Enquanto a chuva castigava a cidade cinzenta, inclemente, as barreiras caíam uma a uma no calor do quarto de dormir. O que começara como uma conversa inusitada entre meio-inimigos ou semi-amigos, dependendo da situação, com ela sentada na cama, pernas cruzadas como alguém em meditação, e ele encostado em uma parede, sentado em um banquinho inclinado, de frente para um poster de uma banda de rock dos anos 90, cercado de enfeites femininos, e até um violão com adesivos de bandas punk.
Não estava claro como estavam no quarto dela naquele momento, as cortinas abertas da janela mostrando a chuva e os pingos que castigavam a vidraça. Como sempre o papo era provocativo, porque ambos tomavam cada olhar como provocação pessoal, cada meio-sorriso como um convite para a batalha e cada piada como um golpe fatal em suas honras preservadas a ferro e fogo.
Se perguntassem eles não saberiam dizer a razão de tanta rivalidade gratuita, já que socialmente tentavam conter os arroubos de péssimo humor e tratar um ao outro com cortesia forçada, o que todo mundo percebia, aquela tensão de uma corda de guitarra esticada a ponto de se romper ao mínimo toque. Ninguém perguntava, mas na ausência de ambos a conversa girava em torno de mil possibilidades do que estava acontecendo com ambos, e como nunca notaram o início daquilo.
Dividiam uma garrafa de vinho, no gargalo, e falavam das supostas desavenças que alimentavam, e por que o faziam, e a cada sentença trocada ia ficando claro que se tratava mais de atração do que aversão. Mais de necessidade de se conhecerem melhor e mais profundamente do que o contrário.
E isso mudava as suas expressões e lhes secava a boca; mudava o posicionamento do corpo e alertava os sentidos. Ele agora dividia a cama com ela, e o vinho, e os olhares se comiam furiosamente.

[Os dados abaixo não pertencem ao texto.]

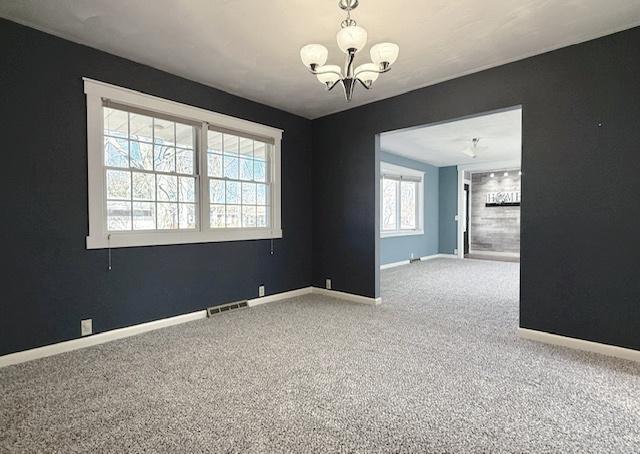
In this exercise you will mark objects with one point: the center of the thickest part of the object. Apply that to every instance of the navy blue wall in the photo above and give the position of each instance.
(448, 227)
(50, 281)
(579, 250)
(399, 248)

Ofegavam, quase confessando, a chuva por testemunha, as barreiras caindo...
Os corpos se enroscando, as emoções fluindo até entrar em erupção. Todas as barreiras no chão, a chuva insistente verificando, o amor desnudado a ponto de não importar nada além.
As notícias aterradoras sobre as barreiras que desabaram causando tumulto no vilarejo nem chegava perto das barreiras derrubadas naquele quarto, em que a paixão se permitiu revelar controlando corpos e almas das mais novas vítimas do que é inerente e irreparável.